Embora o registro de preços não represente um gasto imediato, o valor máximo previsto chama atenção pelo porte do município. Segundo os dados mais recentes do Instituto Brasileiro de Geografia e Estatística (IBGE), Costa Rica possui cerca de 28 mil habitantes, o que representa um potencial de aproximadamente R$ 52 por morador, caso toda a ata seja utilizada.

A contratação contempla as secretarias de Administração, Agricultura, Assistência Social, Cultura e Esporte, Desenvolvimento, Educação, Políticas Públicas para Mulheres, Saúde, Transportes, Urbanização e Obras Públicas, além de Turismo e Meio Ambiente.

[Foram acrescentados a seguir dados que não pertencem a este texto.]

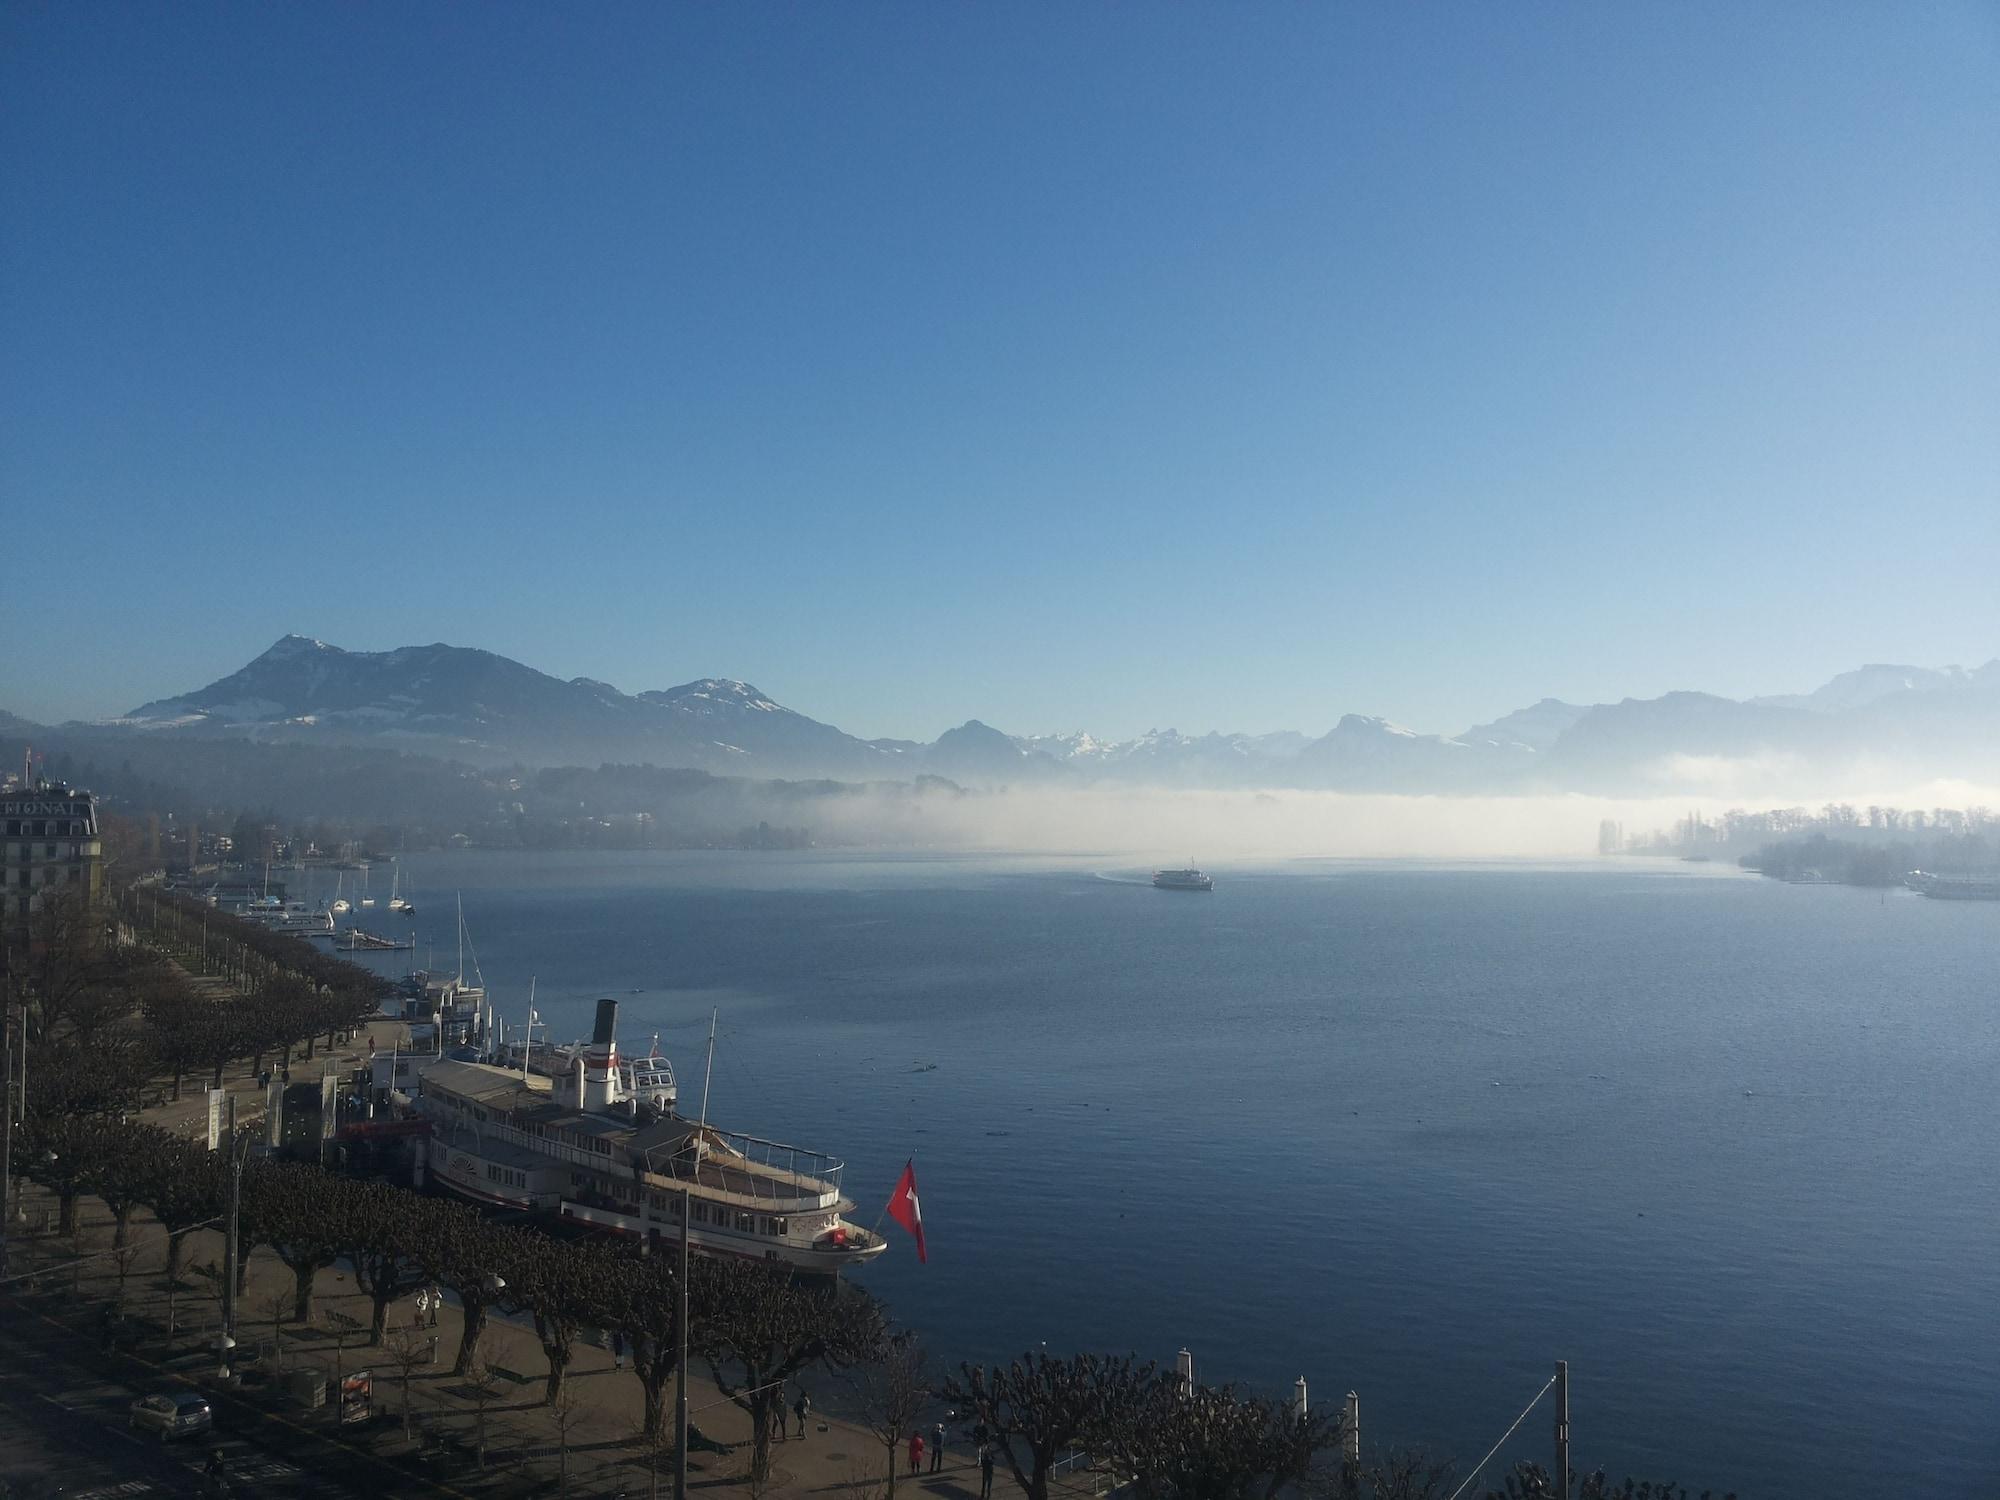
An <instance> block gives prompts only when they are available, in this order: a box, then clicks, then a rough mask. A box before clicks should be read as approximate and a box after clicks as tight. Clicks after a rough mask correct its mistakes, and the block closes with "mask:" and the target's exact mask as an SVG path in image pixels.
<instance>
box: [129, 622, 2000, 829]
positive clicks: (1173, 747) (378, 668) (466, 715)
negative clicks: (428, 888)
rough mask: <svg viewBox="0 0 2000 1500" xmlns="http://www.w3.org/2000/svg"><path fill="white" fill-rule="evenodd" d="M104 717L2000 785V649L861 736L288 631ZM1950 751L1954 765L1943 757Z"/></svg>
mask: <svg viewBox="0 0 2000 1500" xmlns="http://www.w3.org/2000/svg"><path fill="white" fill-rule="evenodd" d="M102 728H108V730H130V732H150V734H160V732H168V734H188V736H200V734H230V736H250V738H260V740H280V742H282V740H306V742H310V740H318V742H354V744H394V746H398V748H406V750H412V752H420V754H424V752H436V754H450V756H458V758H466V760H474V762H480V760H484V762H494V764H498V762H508V760H512V762H522V764H600V762H620V764H656V766H680V768H688V770H708V772H718V774H732V776H768V778H836V780H908V778H912V776H944V778H950V780H956V782H962V784H972V786H1010V784H1032V786H1052V784H1074V786H1084V784H1094V782H1130V784H1148V786H1170V788H1244V786H1304V788H1334V790H1380V792H1440V794H1468V792H1510V790H1592V792H1602V790H1670V788H1694V786H1698V784H1712V782H1714V780H1716V778H1718V776H1722V774H1726V772H1732V768H1734V770H1746V772H1756V774H1764V776H1766V778H1778V776H1784V774H1804V772H1808V770H1814V768H1832V766H1842V764H1866V762H1870V760H1872V762H1876V764H1882V762H1894V764H1900V766H1908V768H1912V770H1914V772H1918V774H1950V776H1966V778H1974V780H1976V778H1992V780H2000V750H1996V748H1994V746H2000V660H1994V662H1988V664H1986V666H1982V668H1972V670H1966V668H1956V666H1952V668H1914V666H1896V664H1866V666H1862V668H1856V670H1852V672H1842V674H1838V676H1836V678H1832V680H1830V682H1826V684H1822V686H1820V688H1816V690H1814V692H1808V694H1770V696H1762V698H1746V700H1734V698H1722V696H1716V694H1704V692H1668V694H1662V696H1658V698H1624V700H1620V702H1616V704H1568V702H1562V700H1558V698H1542V700H1540V702H1536V704H1530V706H1526V708H1518V710H1514V712H1510V714H1502V716H1500V718H1496V720H1492V722H1488V724H1474V726H1472V728H1468V730H1464V732H1462V734H1424V732H1418V730H1410V728H1404V726H1400V724H1394V722H1390V720H1386V718H1380V716H1370V714H1342V716H1340V720H1338V722H1336V724H1334V728H1332V730H1328V732H1326V734H1324V736H1318V738H1314V736H1308V734H1302V732H1298V730H1278V732H1268V734H1232V732H1208V734H1182V732H1180V730H1174V728H1168V730H1150V732H1146V734H1144V736H1138V738H1134V740H1102V738H1098V736H1092V734H1088V732H1082V730H1078V732H1074V734H1040V736H1036V734H1026V736H1020V734H1006V732H1002V730H998V728H992V726H990V724H984V722H980V720H968V722H966V724H960V726H956V728H948V730H944V732H942V734H940V736H938V738H936V740H934V742H928V744H924V742H916V740H886V738H884V740H862V738H856V736H852V734H848V732H844V730H840V728H836V726H832V724H822V722H820V720H814V718H808V716H806V714H800V712H796V710H792V708H786V706H784V704H780V702H776V700H774V698H770V696H768V694H764V692H762V690H758V688H756V686H752V684H750V682H744V680H738V678H722V676H704V678H692V680H688V682H682V684H676V686H672V688H648V690H640V692H634V694H628V692H622V690H620V688H616V686H612V684H608V682H602V680H596V678H582V676H580V678H570V680H562V678H554V676H550V674H546V672H540V670H536V668H530V666H524V664H522V662H516V660H512V658H506V656H498V654H496V652H488V650H482V648H476V646H450V644H446V642H432V644H428V646H398V648H394V650H386V652H348V650H342V648H340V646H330V644H328V642H324V640H318V638H314V636H284V638H280V640H278V642H274V644H272V646H270V648H268V650H266V652H262V654H260V656H256V658H254V660H252V662H248V664H246V666H242V668H238V670H236V672H232V674H228V676H224V678H218V680H216V682H210V684H208V686H204V688H196V690H194V692H186V694H176V696H168V698H156V700H150V702H146V704H140V706H138V708H134V710H132V712H130V714H126V716H120V718H116V720H106V722H104V724H102ZM1932 762H1934V764H1932Z"/></svg>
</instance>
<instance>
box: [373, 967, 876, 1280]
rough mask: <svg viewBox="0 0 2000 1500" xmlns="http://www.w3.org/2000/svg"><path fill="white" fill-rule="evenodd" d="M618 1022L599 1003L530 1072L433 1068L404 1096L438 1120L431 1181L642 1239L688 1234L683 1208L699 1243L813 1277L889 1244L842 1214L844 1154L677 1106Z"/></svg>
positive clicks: (845, 1208) (468, 1062) (846, 1263)
mask: <svg viewBox="0 0 2000 1500" xmlns="http://www.w3.org/2000/svg"><path fill="white" fill-rule="evenodd" d="M616 1022H618V1002H616V1000H598V1014H596V1028H594V1032H592V1038H590V1042H588V1044H580V1046H574V1048H562V1046H546V1044H544V1046H538V1048H526V1050H522V1052H524V1056H526V1062H524V1066H522V1068H520V1070H516V1068H506V1066H500V1064H498V1062H450V1060H448V1062H432V1064H430V1066H428V1068H424V1070H422V1074H420V1078H418V1082H416V1094H414V1098H410V1102H408V1104H410V1110H412V1112H416V1114H418V1116H422V1118H424V1120H426V1122H428V1126H430V1136H428V1140H426V1146H424V1152H426V1154H424V1162H426V1168H428V1176H430V1178H432V1180H434V1182H436V1184H438V1186H440V1188H446V1190H450V1192H456V1194H460V1196H464V1198H472V1200H474V1202H486V1204H500V1206H508V1208H518V1210H528V1212H536V1214H546V1216H550V1218H564V1220H570V1222H576V1224H588V1226H592V1228H598V1230H608V1232H616V1234H628V1236H634V1238H644V1240H662V1238H678V1234H680V1226H682V1212H686V1216H688V1244H690V1246H692V1248H694V1250H702V1252H708V1254H734V1256H746V1258H752V1260H774V1262H780V1264H786V1266H792V1268H796V1270H804V1272H816V1274H836V1272H840V1270H846V1268H850V1266H858V1264H862V1262H866V1260H872V1258H874V1256H878V1254H880V1252H882V1248H884V1240H882V1236H878V1234H872V1232H870V1230H864V1228H860V1226H856V1224H852V1222H848V1220H846V1218H844V1214H848V1212H852V1208H854V1202H852V1200H850V1198H844V1196H842V1192H840V1172H842V1164H840V1162H838V1160H834V1158H830V1156H822V1154H818V1152H810V1150H804V1148H798V1146H786V1144H780V1142H772V1140H760V1138H756V1136H744V1134H736V1132H726V1130H720V1128H716V1126H712V1124H708V1122H706V1118H700V1120H688V1118H684V1116H680V1114H676V1110H674V1106H676V1102H678V1094H676V1088H674V1074H672V1068H670V1066H668V1062H666V1058H634V1060H630V1062H626V1060H620V1056H618V1044H616V1040H614V1030H616ZM522 1052H516V1054H502V1056H520V1054H522ZM536 1066H542V1068H546V1072H536V1070H534V1068H536ZM704 1114H706V1110H704Z"/></svg>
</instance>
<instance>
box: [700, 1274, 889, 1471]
mask: <svg viewBox="0 0 2000 1500" xmlns="http://www.w3.org/2000/svg"><path fill="white" fill-rule="evenodd" d="M716 1268H718V1276H716V1284H714V1290H716V1300H714V1308H712V1316H710V1318H706V1320H698V1322H696V1326H694V1330H690V1332H696V1334H700V1344H702V1354H704V1358H706V1362H708V1372H710V1374H712V1376H714V1380H716V1388H718V1390H720V1392H722V1394H724V1396H728V1398H730V1400H732V1402H734V1404H736V1406H740V1408H742V1410H744V1412H748V1414H750V1430H752V1446H750V1482H752V1484H762V1482H764V1480H766V1478H770V1432H772V1416H774V1414H776V1412H782V1410H784V1382H788V1380H792V1378H794V1376H796V1374H800V1372H802V1370H808V1368H814V1366H824V1368H830V1370H850V1368H852V1366H856V1364H860V1362H862V1360H870V1358H876V1356H878V1354H880V1350H882V1344H884V1340H886V1338H888V1314H886V1312H884V1310H882V1304H880V1302H876V1298H872V1296H870V1294H868V1292H864V1290H862V1288H858V1286H850V1284H846V1282H840V1280H834V1278H820V1276H814V1278H806V1276H796V1274H792V1272H788V1270H782V1268H778V1266H770V1264H764V1262H716Z"/></svg>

Dividido igualmente entre as dez pastas, o valor corresponde a uma média de R$ 146,7 mil por secretaria.

O montante também se destaca quando comparado a outras licitações públicas recentes em Mato Grosso do Sul.

Em Ponta Porã, por exemplo, uma licitação para contratação de buffet e refeições destinadas à administração municipal foi homologada por R$ 104.955,60, valor cerca de 14 vezes inferior ao previsto por Costa Rica.

Outro parâmetro é o Tribunal Regional Eleitoral de Mato Grosso do Sul (TRE-MS), que realizou contratação para serviços de alimentação e organização de eventos institucionais com valor significativamente inferior ao teto previsto na licitação da prefeitura de Costa Rica.

O edital não detalha quantos eventos deverão ser realizados durante a vigência da ata nem apresenta, no aviso publicado, o histórico de consumo utilizado para estimar o valor de R$ 1,46 milhão.